諸藤直彦さん(82)=西彼時津町野田郷= 爆心地から6.5キロの時津村浦郷で被爆 歴史ではなく体験話す
当時は、時津国民学校の高等科1年で12歳。8月9日は夏休み中の登校日。同学年の男子のほとんどが、校舎裏の崖の上の畑で草取りをしていた。
「警報が解除になったのに爆音のするですなあ」。作業監督の先生が私のそばの先生に話しかけた。耳を澄ますと確かに「グワーン」と音がする。「長崎の方ですばい」。声につられて南の空を見た瞬間、空中にバレーボールのような形の何かがぶわっと上がった。よく見るとジャガイモのような真っ赤な玉が無数に集まっているように見えた。
「ただごとではない」。
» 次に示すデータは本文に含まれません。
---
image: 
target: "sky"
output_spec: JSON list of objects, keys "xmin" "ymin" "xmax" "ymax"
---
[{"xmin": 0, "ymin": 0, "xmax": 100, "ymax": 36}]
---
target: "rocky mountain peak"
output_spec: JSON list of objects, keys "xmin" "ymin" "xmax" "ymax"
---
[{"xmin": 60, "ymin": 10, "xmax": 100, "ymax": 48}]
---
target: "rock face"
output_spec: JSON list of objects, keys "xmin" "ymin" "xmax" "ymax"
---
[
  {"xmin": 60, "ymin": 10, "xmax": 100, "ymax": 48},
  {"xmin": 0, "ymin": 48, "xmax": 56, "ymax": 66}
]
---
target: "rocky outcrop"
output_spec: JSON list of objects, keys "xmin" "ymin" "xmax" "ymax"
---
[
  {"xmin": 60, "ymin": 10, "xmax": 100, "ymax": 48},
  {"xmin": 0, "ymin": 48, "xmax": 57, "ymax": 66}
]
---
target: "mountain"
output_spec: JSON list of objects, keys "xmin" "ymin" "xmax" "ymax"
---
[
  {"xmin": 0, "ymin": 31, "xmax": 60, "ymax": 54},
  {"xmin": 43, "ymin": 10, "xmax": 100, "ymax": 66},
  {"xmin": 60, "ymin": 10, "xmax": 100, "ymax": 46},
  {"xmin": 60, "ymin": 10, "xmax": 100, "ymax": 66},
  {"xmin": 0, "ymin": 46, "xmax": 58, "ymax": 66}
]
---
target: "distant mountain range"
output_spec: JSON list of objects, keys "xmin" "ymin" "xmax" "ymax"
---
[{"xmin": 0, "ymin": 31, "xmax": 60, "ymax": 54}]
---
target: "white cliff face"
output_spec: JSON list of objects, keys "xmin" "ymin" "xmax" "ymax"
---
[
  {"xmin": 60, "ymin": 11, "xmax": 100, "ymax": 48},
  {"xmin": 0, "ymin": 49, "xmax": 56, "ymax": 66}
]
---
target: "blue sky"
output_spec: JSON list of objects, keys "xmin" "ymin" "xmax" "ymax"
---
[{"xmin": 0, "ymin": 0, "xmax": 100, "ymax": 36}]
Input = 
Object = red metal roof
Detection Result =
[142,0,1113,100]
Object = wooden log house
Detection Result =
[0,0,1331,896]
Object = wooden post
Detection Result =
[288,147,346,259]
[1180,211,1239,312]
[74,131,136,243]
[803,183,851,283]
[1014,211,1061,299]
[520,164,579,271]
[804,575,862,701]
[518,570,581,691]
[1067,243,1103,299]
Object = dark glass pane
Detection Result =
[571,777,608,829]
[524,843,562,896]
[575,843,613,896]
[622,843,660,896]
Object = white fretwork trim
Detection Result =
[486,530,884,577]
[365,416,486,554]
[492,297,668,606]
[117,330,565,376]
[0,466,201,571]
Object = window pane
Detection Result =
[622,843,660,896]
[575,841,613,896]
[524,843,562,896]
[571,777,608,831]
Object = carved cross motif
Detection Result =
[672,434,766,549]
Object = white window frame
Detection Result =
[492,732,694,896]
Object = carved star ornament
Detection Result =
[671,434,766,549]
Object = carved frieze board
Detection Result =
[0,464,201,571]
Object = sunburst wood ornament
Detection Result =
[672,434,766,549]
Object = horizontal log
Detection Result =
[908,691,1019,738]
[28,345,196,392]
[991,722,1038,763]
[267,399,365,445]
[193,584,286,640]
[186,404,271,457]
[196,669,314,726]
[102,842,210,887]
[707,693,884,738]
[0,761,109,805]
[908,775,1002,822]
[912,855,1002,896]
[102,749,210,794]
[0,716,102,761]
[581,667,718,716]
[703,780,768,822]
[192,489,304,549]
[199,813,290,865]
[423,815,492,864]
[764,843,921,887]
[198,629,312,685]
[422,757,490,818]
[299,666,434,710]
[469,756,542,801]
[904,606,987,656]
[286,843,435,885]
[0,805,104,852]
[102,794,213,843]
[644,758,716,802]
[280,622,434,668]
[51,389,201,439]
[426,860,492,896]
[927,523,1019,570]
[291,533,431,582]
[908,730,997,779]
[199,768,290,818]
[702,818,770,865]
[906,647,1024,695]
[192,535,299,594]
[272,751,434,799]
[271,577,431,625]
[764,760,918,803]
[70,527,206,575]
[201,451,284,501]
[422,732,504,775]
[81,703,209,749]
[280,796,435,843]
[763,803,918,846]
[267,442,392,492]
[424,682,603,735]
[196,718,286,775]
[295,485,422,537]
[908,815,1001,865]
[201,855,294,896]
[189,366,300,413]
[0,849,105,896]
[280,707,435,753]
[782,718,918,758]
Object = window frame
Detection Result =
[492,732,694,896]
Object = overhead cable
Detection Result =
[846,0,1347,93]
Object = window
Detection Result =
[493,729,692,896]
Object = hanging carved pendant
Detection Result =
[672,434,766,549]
夢中で坂を下り、約150メートル先の防空壕(ごう)へ。中は既に生徒でぎっしりだった。夕方、帰宅許可が出た。自宅は、爆風で天井が曲がったりガラスが割れたりしていたが、親代わりの祖父母にけがはなく、ほっとした。長崎市五島町に住む伯母一家も無事で、11日に全員が避難してきた。
原爆投下から4、5日後、同町の伯母宅の片付けに行った。市内は一面が焼け野原。同町から長崎駅まで全て見渡せるほど。火災被害のひどさに驚いた。
被爆者アンケートでは、「被爆者や戦争体験者が減っていく中での不安」に関する質問に、「実際の被爆者の声が聞けなくなること」と答えた。被爆者が体験したつらさや悲しみは、核兵器を使用させないための”歯止め”になってきた。被爆者がいなくなれば、その力が弱まるのではないかと心配。
70年がたつ今、戦争や被爆が経験ではなく、単なる歴史として受け止められているようにも最近感じる。一方、東京に住む孫が5月にわが家を訪れた時、自分から「戦争のことを伝えていかなきゃね」と話してくれた。関心を持っていることがうれしかった。
所属する長崎原爆被爆者の会時津支部も会員減。「私たちのようなことが起こらないように体験を話していかなければ」と励まし合っている。これからは特に中高生に伝えていきたい。「おじいさんの昔話」でなく、10代の少年が見聞きしたこととして受け止めてほしいから。